Enuncio alguns exemplos rápidos apenas com o objectivo de contextualizar o que acabo de referir:
- Não é possível criticar a discriminação em função de género, raça, orientação sexual, etc. e não dirigir sequer um cumprimento à senhora africana que está a limpar o hall de entrada do prédio, ou ao senhor eslavo que está a recolher tabuleiros na área de restauração do centro comercial em que ingerimos uma refeição, no momento em que este aborda a nossa mesa.
- Não se pode defender o acolhimento europeu de refugiados chegados às costas do mediterrâneo e simultâneamente ignorar o pedinte romeno que nos interpela na rua, não lhe retribuindo com uma palavra, não lhe dirigindo sequer um olhar.
- Continua a ser impensável alguém gabar-se de "grab'em by the pu**y"' e chegar a ser presidente do país mais influente do mundo.
- É impensável chegar a ser presidente do país mais influente do mundo e passar o seu mandato a tentar incendiá-lo (o mandato, o país, o mundo).
- É inacreditável que o equilíbrio climático esteja à beira do colapso irreversível e ainda se discuta se isso é ou não uma questão.
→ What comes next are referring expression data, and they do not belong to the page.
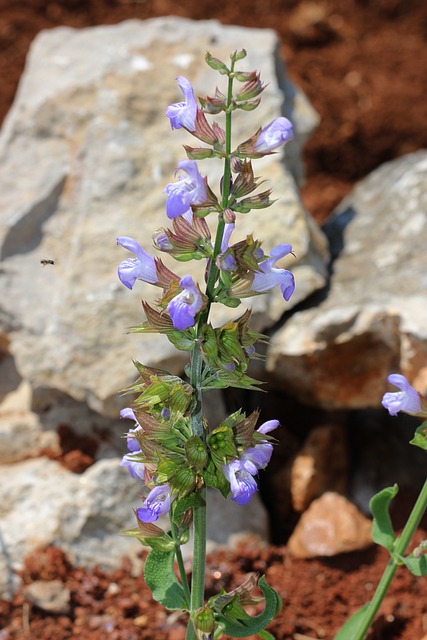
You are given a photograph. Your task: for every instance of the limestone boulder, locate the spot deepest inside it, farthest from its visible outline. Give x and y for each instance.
(85, 154)
(320, 465)
(372, 319)
(331, 525)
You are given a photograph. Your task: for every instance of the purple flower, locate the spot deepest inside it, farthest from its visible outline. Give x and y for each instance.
(157, 502)
(269, 276)
(183, 114)
(185, 192)
(142, 267)
(406, 400)
(183, 307)
(273, 135)
(261, 453)
(135, 467)
(242, 482)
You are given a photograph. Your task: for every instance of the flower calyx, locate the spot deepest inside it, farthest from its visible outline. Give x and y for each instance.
(189, 240)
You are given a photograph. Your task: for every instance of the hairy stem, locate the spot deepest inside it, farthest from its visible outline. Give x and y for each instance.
(199, 515)
(401, 545)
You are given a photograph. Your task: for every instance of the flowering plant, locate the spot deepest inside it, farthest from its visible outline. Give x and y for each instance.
(171, 447)
(409, 401)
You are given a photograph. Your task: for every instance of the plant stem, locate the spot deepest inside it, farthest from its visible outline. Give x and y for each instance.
(400, 548)
(199, 512)
(180, 562)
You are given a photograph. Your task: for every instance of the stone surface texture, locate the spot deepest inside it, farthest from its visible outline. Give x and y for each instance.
(331, 525)
(373, 318)
(85, 154)
(320, 465)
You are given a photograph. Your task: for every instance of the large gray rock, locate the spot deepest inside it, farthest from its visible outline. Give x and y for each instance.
(43, 503)
(374, 318)
(84, 156)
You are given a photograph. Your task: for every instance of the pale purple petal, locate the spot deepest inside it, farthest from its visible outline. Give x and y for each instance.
(186, 191)
(184, 306)
(183, 114)
(406, 400)
(129, 414)
(135, 468)
(142, 267)
(268, 426)
(242, 483)
(274, 135)
(259, 456)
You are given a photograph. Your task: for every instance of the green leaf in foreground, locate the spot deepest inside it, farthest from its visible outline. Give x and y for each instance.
(160, 578)
(417, 566)
(247, 625)
(420, 437)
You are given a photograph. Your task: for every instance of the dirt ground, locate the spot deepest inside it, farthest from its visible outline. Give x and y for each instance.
(363, 65)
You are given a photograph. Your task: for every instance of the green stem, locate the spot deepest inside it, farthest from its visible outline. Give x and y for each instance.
(400, 548)
(199, 512)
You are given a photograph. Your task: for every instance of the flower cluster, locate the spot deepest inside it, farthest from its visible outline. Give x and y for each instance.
(171, 448)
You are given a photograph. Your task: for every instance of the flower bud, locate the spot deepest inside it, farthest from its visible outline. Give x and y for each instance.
(238, 55)
(184, 480)
(216, 64)
(229, 216)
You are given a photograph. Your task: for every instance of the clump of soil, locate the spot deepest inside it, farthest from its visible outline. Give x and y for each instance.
(318, 596)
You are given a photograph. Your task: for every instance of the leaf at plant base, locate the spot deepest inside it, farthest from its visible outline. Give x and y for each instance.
(353, 624)
(248, 625)
(382, 528)
(159, 576)
(417, 566)
(420, 437)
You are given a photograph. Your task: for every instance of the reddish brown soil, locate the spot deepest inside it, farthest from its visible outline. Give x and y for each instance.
(318, 596)
(363, 65)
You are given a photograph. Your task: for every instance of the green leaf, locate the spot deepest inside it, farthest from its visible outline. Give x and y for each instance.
(183, 504)
(161, 579)
(382, 528)
(417, 566)
(350, 628)
(420, 437)
(247, 625)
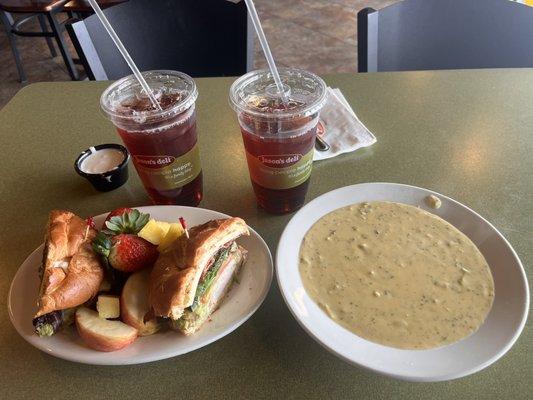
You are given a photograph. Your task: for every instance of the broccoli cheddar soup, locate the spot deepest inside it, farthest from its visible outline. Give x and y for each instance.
(396, 275)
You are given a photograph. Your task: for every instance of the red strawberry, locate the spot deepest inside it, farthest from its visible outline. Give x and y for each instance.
(130, 253)
(118, 212)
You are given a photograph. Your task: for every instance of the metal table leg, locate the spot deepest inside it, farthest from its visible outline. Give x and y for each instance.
(7, 21)
(61, 43)
(49, 41)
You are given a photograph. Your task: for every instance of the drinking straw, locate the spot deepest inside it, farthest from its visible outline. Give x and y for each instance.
(266, 48)
(124, 52)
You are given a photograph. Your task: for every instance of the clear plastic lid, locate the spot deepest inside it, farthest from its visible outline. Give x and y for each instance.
(256, 94)
(126, 105)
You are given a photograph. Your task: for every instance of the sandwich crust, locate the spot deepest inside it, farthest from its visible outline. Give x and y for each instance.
(176, 273)
(71, 271)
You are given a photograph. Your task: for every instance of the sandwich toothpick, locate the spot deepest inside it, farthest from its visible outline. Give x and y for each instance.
(184, 226)
(90, 224)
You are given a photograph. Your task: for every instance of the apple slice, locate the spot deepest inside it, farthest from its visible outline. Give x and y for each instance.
(102, 334)
(134, 304)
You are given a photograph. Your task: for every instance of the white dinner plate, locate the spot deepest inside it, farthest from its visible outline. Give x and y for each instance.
(241, 302)
(494, 338)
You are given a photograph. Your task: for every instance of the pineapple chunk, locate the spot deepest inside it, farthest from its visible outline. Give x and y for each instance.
(175, 231)
(165, 226)
(105, 286)
(154, 231)
(108, 306)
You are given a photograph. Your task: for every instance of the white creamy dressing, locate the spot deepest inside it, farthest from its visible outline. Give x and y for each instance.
(396, 275)
(100, 161)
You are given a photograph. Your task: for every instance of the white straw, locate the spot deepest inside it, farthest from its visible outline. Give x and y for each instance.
(266, 48)
(124, 52)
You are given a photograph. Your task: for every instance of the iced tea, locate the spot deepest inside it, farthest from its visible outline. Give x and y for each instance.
(163, 144)
(279, 136)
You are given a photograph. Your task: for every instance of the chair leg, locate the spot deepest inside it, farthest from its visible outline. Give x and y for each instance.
(49, 41)
(61, 43)
(12, 42)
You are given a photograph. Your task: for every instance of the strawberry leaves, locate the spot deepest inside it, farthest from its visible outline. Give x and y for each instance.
(129, 222)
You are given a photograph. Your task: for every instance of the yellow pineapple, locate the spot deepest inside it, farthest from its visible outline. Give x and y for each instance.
(153, 231)
(175, 231)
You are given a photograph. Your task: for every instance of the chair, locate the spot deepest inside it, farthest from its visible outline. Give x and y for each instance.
(445, 34)
(82, 8)
(36, 9)
(201, 38)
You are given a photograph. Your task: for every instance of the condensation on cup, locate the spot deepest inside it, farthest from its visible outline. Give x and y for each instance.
(279, 137)
(163, 143)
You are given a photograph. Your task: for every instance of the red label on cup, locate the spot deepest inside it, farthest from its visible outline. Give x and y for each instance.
(280, 160)
(154, 162)
(320, 128)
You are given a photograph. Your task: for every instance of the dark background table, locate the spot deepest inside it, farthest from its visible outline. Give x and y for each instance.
(466, 134)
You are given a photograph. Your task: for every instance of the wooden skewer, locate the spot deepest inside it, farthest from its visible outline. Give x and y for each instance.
(184, 226)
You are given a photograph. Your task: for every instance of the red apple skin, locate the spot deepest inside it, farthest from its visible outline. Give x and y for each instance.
(134, 304)
(98, 340)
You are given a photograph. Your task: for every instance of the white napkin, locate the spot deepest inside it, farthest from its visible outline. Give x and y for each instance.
(344, 132)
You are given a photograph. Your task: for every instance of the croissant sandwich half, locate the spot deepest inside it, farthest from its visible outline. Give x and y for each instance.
(71, 272)
(189, 281)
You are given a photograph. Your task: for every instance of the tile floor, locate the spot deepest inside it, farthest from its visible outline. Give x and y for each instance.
(318, 35)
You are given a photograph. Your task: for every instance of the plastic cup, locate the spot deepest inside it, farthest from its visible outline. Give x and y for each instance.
(163, 144)
(279, 138)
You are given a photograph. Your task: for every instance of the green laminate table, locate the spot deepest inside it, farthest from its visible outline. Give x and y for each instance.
(466, 134)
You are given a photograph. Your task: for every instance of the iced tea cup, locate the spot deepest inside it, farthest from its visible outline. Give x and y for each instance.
(163, 143)
(279, 136)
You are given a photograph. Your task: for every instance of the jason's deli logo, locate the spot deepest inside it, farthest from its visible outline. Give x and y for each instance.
(280, 161)
(154, 161)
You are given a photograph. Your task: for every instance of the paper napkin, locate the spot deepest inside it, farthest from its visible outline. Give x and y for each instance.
(342, 130)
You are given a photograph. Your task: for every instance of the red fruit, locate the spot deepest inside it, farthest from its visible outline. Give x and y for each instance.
(130, 253)
(118, 212)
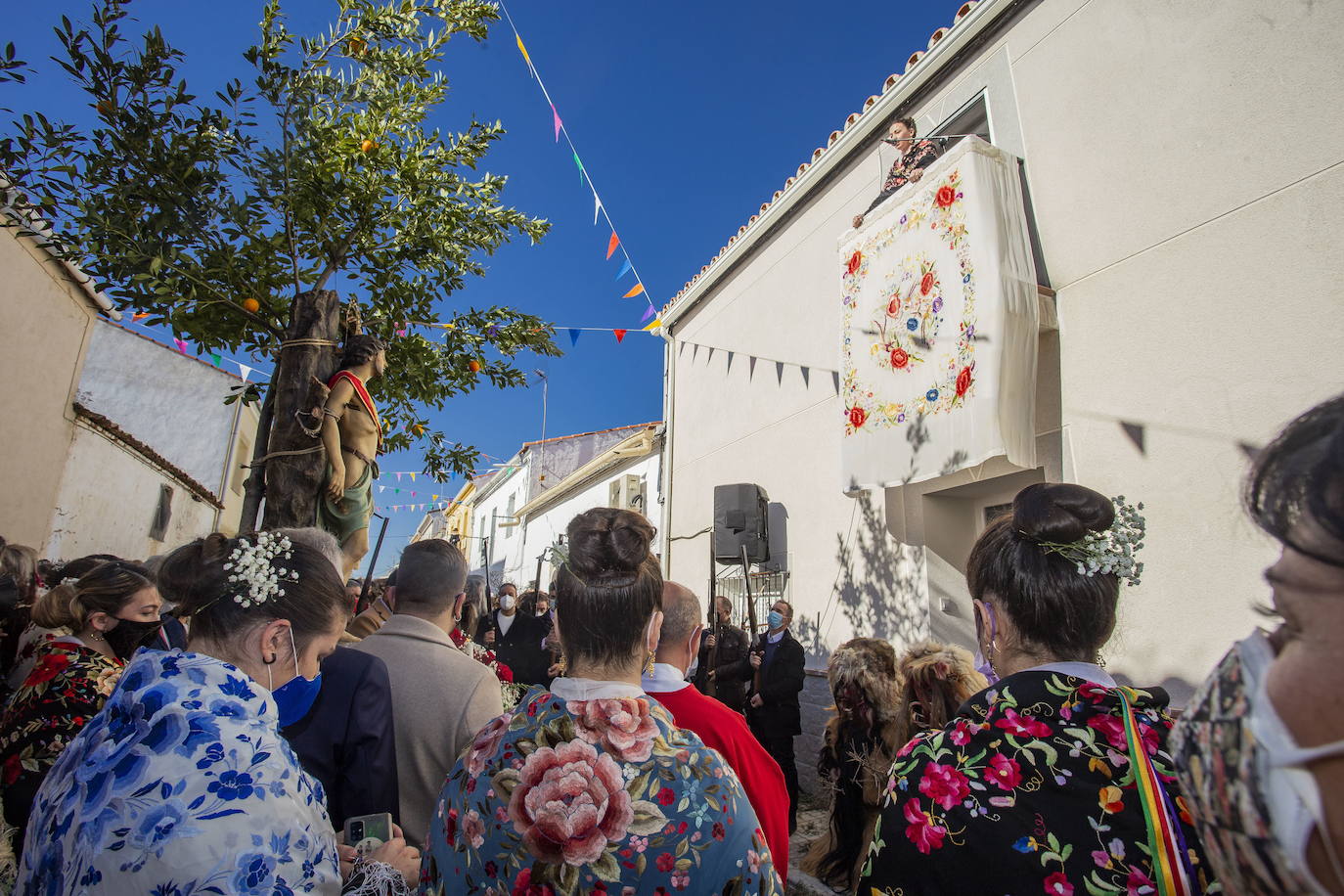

A perplexidade com exemplos de instabilidade evolutiva retirados da actualidade, em diferentes contextos e círculos, poderia continuar a manifestar-se ao longo de uma looonga lista que não cabe neste blog, nem tem em mim a alma mais habilitada a enunciá-la, e muito menos a construí-la.

Mas então a capa da Egoísta…

O homem-macaco estacou…
À sua frente o feixe de luz no horizonte… a continuidade da evolução social e espiritual chamando alto pelo seu punhado de divindade. A bondade, a compreensão e o entendimento como objectivos diários.
Mas de trás de si também o chamam. Atrai-o o furdunço... ele gosta do frenesim em bando... do cheiro do sangue por debaixo das unhas. Virando-se ligeiramente contempla pelo canto do olho, novamente, o fundo escuro da caverna de onde provêm os urros.
Ali, parado onde está, precisa de ajuda. Não sabe o que decidir. Vindo de cima, um simples toque iluminado bastaria.
Mas entre o plano superior e o seu, há uma fronteira – a da sua confusão intermitente que não abranda, e cuja assinatura em papel mais se assemelharia à de um electrocardiograma, cheia de altos e baixos assanhados, como farpas e anzóis sem rebarba…
– são farpas de metal enrolado, mais parecendo… arame farpado.